ChatGPT flagged violent content — but police were not notified
A man from British Columbia, Canada, used ChatGPT to describe shooting violence in a manner that triggered the company's internal monitoring systems. The account belonging to Jesse Van Rootselaar was flagged in June 2025 for "promotion of violent activities" and subsequently banned from the service, according to information reported by TechCrunch.
What makes the case particularly serious is what happened afterward: Van Rootselaar carried out a mass shooting. The question now being asked is whether an earlier police report could have prevented it.
Internal debate over the threshold for police notification
According to TechCrunch's review of the case, OpenAI employees actively discussed whether they should contact the police when the account was flagged. The company has guidelines that allow for notifying law enforcement if an interaction represents an "imminent and credible risk of serious physical harm to others."
However, the internal conclusion was that the conversations did not reach this threshold. The account was blocked, but no police report was sent.
OpenAI concluded that the chats did not meet the requirement of an imminent threat — yet the man still carried out a mass shooting.
After the shooting had taken place, OpenAI took the initiative to contact the Canadian federal police, the RCMP, and offered the information they possessed.

How OpenAI's monitoring system works
OpenAI utilizes a combination of automated classification tools, content filters, and hash matching to detect abuse of its services. When suspicious content is detected, it is sent to specialized review processes where human moderators — trained in the company's guidelines — assess the severity.

The challenging boundary
The case highlights a fundamental challenge for AI companies: Where should the threshold be for reporting a user to the authorities based on chat content? If the threshold is too low, there is a risk of massive surveillance and privacy violations. If it is too high, real threats may not be caught in time.

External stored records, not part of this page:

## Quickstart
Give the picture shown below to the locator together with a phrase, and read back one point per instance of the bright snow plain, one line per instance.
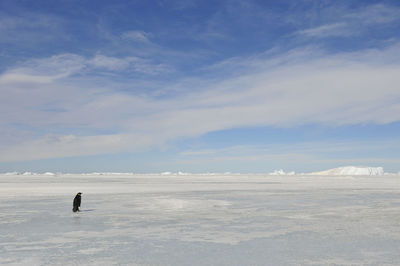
(200, 220)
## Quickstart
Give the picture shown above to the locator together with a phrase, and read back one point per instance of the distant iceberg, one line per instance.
(281, 172)
(352, 170)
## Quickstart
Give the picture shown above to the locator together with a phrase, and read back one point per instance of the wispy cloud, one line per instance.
(354, 22)
(347, 88)
(136, 36)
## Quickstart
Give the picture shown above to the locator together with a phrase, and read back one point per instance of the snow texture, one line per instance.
(178, 219)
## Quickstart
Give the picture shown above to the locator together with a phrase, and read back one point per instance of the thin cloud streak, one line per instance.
(329, 89)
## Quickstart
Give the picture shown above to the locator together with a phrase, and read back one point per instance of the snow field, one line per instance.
(200, 220)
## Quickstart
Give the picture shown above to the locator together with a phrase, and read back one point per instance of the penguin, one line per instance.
(77, 202)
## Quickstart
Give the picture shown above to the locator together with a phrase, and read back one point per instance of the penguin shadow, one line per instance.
(88, 210)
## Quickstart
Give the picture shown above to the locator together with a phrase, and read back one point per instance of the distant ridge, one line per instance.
(352, 170)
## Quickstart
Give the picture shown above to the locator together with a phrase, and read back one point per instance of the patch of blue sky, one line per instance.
(248, 72)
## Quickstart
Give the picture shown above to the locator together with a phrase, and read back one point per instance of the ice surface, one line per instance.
(199, 220)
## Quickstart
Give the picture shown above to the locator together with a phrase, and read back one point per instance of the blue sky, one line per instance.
(199, 86)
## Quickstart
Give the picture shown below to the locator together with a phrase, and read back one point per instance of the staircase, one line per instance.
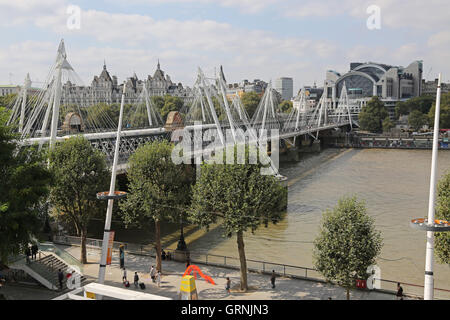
(45, 270)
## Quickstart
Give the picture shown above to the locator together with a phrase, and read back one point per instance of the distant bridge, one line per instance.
(212, 110)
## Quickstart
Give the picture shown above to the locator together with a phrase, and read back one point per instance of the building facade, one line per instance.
(244, 86)
(430, 87)
(365, 80)
(105, 88)
(285, 87)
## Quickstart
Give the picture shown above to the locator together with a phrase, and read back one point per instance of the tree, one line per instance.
(388, 124)
(250, 100)
(158, 189)
(417, 120)
(347, 243)
(372, 115)
(285, 106)
(240, 198)
(422, 104)
(79, 173)
(444, 122)
(442, 240)
(23, 190)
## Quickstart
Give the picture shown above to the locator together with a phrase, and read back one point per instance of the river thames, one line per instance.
(393, 183)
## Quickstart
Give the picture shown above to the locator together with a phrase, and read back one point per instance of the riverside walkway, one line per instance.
(259, 284)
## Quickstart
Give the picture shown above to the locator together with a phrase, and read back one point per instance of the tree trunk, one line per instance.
(83, 246)
(243, 261)
(158, 245)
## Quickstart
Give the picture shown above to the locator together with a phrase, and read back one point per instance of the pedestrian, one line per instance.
(34, 251)
(399, 294)
(136, 280)
(122, 256)
(158, 278)
(272, 279)
(153, 274)
(60, 278)
(28, 253)
(124, 277)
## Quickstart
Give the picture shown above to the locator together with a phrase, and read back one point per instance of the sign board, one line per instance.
(110, 246)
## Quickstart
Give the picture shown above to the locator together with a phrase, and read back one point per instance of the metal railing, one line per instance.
(258, 266)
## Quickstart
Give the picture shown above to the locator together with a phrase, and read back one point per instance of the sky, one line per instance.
(251, 39)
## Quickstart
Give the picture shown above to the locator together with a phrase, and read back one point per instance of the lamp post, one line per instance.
(431, 225)
(110, 196)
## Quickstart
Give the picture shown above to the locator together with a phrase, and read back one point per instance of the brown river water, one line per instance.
(395, 187)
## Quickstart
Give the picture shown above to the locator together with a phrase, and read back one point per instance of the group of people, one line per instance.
(31, 251)
(154, 275)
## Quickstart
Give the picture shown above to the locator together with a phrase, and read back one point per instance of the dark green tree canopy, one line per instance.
(23, 191)
(250, 100)
(79, 173)
(442, 243)
(156, 185)
(237, 194)
(347, 243)
(372, 115)
(417, 120)
(422, 104)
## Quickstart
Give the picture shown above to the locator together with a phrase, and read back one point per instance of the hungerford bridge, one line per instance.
(44, 117)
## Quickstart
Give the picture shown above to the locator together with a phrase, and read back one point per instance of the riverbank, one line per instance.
(260, 287)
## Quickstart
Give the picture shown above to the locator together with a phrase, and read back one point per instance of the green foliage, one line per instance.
(347, 243)
(237, 194)
(417, 120)
(240, 198)
(79, 172)
(158, 189)
(250, 100)
(372, 115)
(422, 104)
(442, 240)
(156, 185)
(444, 120)
(23, 191)
(388, 124)
(8, 100)
(285, 106)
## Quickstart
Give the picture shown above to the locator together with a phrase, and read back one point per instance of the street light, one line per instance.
(431, 225)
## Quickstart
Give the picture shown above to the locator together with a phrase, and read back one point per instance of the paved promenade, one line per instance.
(260, 286)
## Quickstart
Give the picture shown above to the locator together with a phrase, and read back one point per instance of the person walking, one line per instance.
(136, 280)
(34, 251)
(28, 253)
(122, 256)
(60, 278)
(272, 279)
(228, 285)
(153, 274)
(399, 294)
(158, 278)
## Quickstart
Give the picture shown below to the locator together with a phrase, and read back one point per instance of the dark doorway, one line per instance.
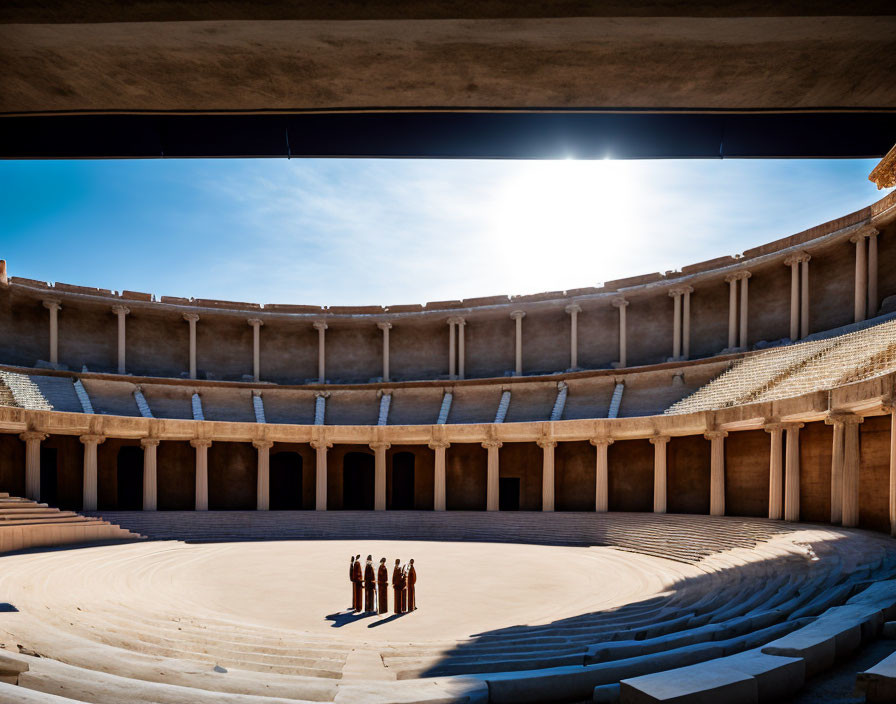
(286, 481)
(509, 494)
(49, 493)
(130, 479)
(357, 481)
(403, 481)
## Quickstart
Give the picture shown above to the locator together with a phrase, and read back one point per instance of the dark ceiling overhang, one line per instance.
(508, 78)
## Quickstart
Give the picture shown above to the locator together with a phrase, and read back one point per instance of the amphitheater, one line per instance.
(679, 487)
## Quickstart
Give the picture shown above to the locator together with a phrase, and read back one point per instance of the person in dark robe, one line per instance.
(382, 583)
(357, 586)
(369, 586)
(351, 578)
(396, 586)
(412, 581)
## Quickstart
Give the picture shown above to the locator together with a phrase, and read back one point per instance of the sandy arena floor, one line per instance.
(462, 589)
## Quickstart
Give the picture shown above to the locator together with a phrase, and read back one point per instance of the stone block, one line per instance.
(879, 682)
(707, 683)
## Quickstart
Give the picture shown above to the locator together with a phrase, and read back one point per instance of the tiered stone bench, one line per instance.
(27, 524)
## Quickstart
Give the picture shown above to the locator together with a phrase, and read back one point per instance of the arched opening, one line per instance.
(130, 478)
(49, 479)
(403, 481)
(286, 481)
(357, 481)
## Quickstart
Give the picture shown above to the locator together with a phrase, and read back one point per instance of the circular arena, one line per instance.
(679, 487)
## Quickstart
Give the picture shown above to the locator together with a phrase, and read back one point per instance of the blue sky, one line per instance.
(342, 232)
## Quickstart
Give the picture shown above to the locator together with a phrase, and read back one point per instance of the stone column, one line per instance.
(660, 444)
(53, 306)
(263, 488)
(320, 473)
(121, 312)
(321, 352)
(732, 310)
(836, 420)
(191, 318)
(851, 459)
(439, 446)
(547, 473)
(792, 473)
(893, 470)
(676, 323)
(872, 272)
(573, 309)
(89, 493)
(518, 316)
(775, 471)
(716, 471)
(744, 300)
(32, 440)
(794, 264)
(379, 474)
(861, 278)
(461, 351)
(150, 475)
(492, 484)
(621, 304)
(601, 489)
(201, 445)
(804, 297)
(385, 327)
(452, 348)
(256, 324)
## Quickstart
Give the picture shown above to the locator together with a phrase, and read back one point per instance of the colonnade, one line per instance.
(783, 468)
(866, 301)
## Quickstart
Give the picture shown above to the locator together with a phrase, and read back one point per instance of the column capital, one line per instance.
(32, 435)
(794, 259)
(92, 439)
(737, 276)
(842, 418)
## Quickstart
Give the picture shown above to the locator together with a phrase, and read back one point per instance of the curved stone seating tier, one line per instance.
(27, 524)
(751, 610)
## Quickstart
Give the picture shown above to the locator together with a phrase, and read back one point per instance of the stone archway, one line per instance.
(286, 481)
(403, 481)
(130, 479)
(358, 481)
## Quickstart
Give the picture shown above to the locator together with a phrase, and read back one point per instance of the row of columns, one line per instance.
(865, 303)
(781, 503)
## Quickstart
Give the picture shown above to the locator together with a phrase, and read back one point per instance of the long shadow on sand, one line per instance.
(343, 618)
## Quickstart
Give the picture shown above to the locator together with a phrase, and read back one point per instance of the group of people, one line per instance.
(370, 590)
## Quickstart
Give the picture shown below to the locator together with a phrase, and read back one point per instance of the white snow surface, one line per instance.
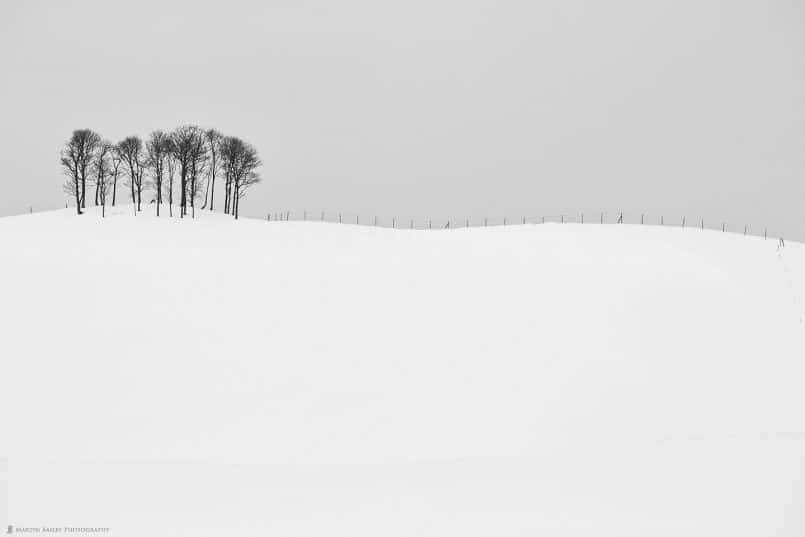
(218, 377)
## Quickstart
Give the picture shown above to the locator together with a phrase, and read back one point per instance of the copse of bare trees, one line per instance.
(194, 156)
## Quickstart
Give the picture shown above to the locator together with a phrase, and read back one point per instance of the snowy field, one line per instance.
(214, 377)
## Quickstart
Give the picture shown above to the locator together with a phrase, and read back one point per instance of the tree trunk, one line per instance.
(77, 196)
(212, 191)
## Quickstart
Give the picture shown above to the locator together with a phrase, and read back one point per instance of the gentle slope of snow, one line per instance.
(213, 377)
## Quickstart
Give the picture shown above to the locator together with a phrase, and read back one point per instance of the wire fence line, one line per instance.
(601, 218)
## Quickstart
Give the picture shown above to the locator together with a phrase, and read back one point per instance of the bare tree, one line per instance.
(171, 163)
(116, 160)
(105, 171)
(239, 161)
(186, 141)
(76, 157)
(198, 162)
(131, 151)
(213, 138)
(101, 167)
(157, 147)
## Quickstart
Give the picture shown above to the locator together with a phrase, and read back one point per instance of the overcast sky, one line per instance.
(438, 108)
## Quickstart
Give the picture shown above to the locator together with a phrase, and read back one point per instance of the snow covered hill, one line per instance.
(214, 377)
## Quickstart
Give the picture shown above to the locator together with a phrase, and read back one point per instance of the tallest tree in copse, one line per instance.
(76, 157)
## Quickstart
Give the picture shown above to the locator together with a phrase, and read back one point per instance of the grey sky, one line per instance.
(436, 108)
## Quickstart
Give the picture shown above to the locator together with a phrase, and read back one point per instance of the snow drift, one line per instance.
(213, 377)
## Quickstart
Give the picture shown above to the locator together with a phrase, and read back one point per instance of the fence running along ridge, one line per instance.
(575, 218)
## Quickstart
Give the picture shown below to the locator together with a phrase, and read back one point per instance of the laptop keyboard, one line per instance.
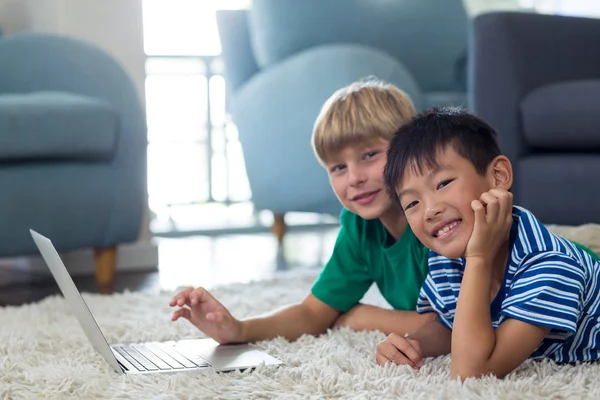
(154, 357)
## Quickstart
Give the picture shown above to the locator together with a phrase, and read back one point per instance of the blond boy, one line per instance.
(375, 243)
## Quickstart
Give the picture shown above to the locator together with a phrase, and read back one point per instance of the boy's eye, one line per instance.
(411, 205)
(370, 154)
(443, 184)
(337, 168)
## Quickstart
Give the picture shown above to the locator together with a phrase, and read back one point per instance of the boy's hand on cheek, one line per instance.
(493, 219)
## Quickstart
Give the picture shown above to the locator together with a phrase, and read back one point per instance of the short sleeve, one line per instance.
(346, 277)
(547, 293)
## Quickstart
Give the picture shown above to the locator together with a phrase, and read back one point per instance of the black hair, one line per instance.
(417, 143)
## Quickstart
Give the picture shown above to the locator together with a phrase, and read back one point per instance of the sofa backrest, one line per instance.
(428, 36)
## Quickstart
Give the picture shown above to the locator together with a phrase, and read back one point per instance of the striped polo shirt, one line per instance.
(548, 282)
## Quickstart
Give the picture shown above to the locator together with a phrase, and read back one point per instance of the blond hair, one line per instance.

Harvard researcher Michelle Martin, who studies labor law, has previously expressed criticism of the practice and warned against what she describes as a development toward an increased surveillance state, according to background material cited by TechCrunch. Public defender Stephen Hardwick has, for his part, pointed out that legal professionals using AI tools could be placed in a problematic situation if client conversations could potentially be reported to the police.
OpenAI's dilemma going forward
The case will likely trigger renewed debate about exactly what should qualify as an "imminent threat" in AI companies' guidelines. OpenAI has not commented on whether they plan to adjust the threshold for police reporting in the wake of the incident in British Columbia.
It is worth noting that the case is based on information conveyed by TechCrunch, and that OpenAI's own internal assessments have not been publicly verified in their entirety. Details of what the conversations actually contained, and exactly which internal processes were followed, are not fully known.